Elliot grinned. ‘Lord, yes, you know me. Dancing ’til four in the morning, paying court to the latest heiress, whose hand I must win if I’m to pay off my gambling debts. Generally acting the gentleman of leisure.’
Lizzie chuckled. ‘I am surprised I did not see you in the throng around Marianne Kilwinning. They say she is worth twenty thousand at least.’
Elliot snapped his fingers. ‘A paltry sum. Why, I could drop that much and more in a single sitting at White’s.’
Lizzie’s smile faded. ‘I heard that your friend Cunningham lost something near that the other night. I know it is considered the height of fashion, but I cannot help thinking these gentlemen could find better things to fritter their money away on.’
‘You’re not alone in thinking that.’
‘Did you speak to Wellington, then?’
‘He granted me an audience all right,’ Elliot said bitterly, ‘but it was the usual story. Other more pressing commitments, a need to invest in t
he future, resources overstretched, the same platitudes as ever.’ He sighed. ‘Perhaps I’m being a little unfair. He told me in confidence that he was considering taking up politics again. Were he to be given a Cabinet post, he said he would do all he could, but—oh, I don’t know, Lizzie. These men, the same men who have given their health and their youth for their country, they can’t wait for all that. They need help now, to feed themselves and their families, not ephemeral promises that help is coming if only they will wait—we had enough of those when we were at war.’
‘Henry. I know,’ Lizzie said gently, widening her eyes to stop the tears which gathered there from falling as her brother’s face took on a bleak look. She hated to cry, and more importantly Elliot hated to have this deepest of wounds touched.
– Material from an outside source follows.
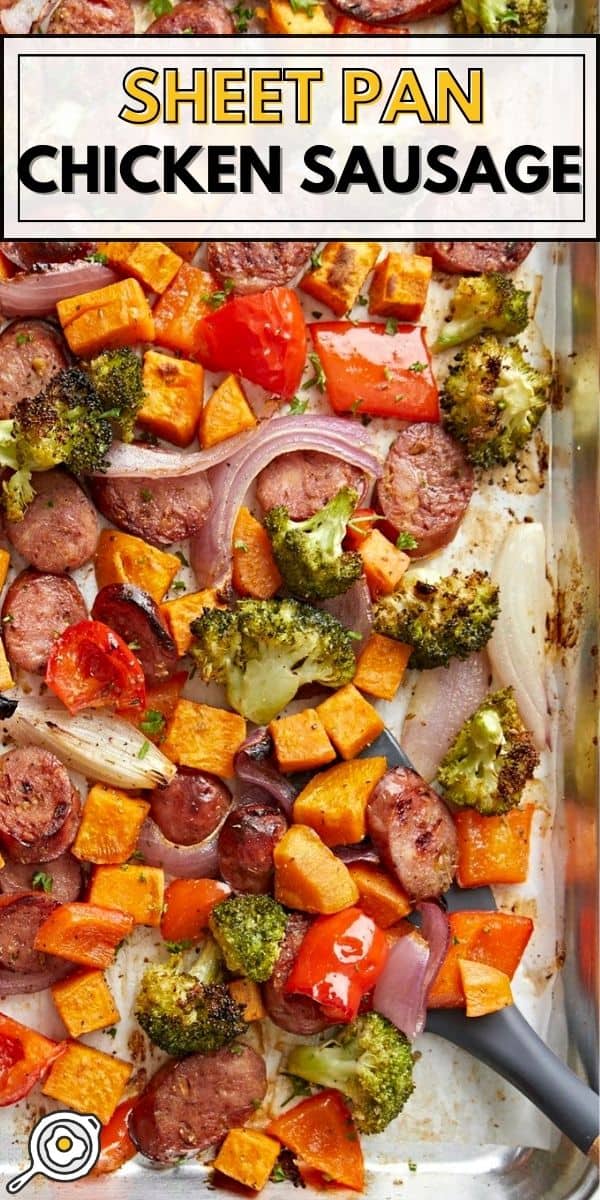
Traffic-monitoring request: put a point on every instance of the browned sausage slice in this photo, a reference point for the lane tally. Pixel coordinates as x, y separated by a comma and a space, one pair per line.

‘Henry and hundreds—thousands—of others who were brothers, friends, husbands, fathers. It makes me sick.’
‘And Wellington will do nothing?’
‘I’m sorry to say it, but at heart he’s a traditionalist. He is afraid, like Liverpool and the rest of the Tories, that too many years abroad have radicalised our men. He thinks that starving them will bring about deference. I think it will have quite the opposite effect and, more importantly, it’s bloody unjust. I’m sorry, I shouldn’t swear and I didn’t mean to bore you.’
‘Don’t be so damned stupid. You neither bore me nor shock me, and you know it. I have no truck with this modern notion that we women have no minds of our own,’ Lizzie said tersely.
She was rewarded with a crack of laughter. ‘Not something anyone could ever accuse you of,’ Elliot replied.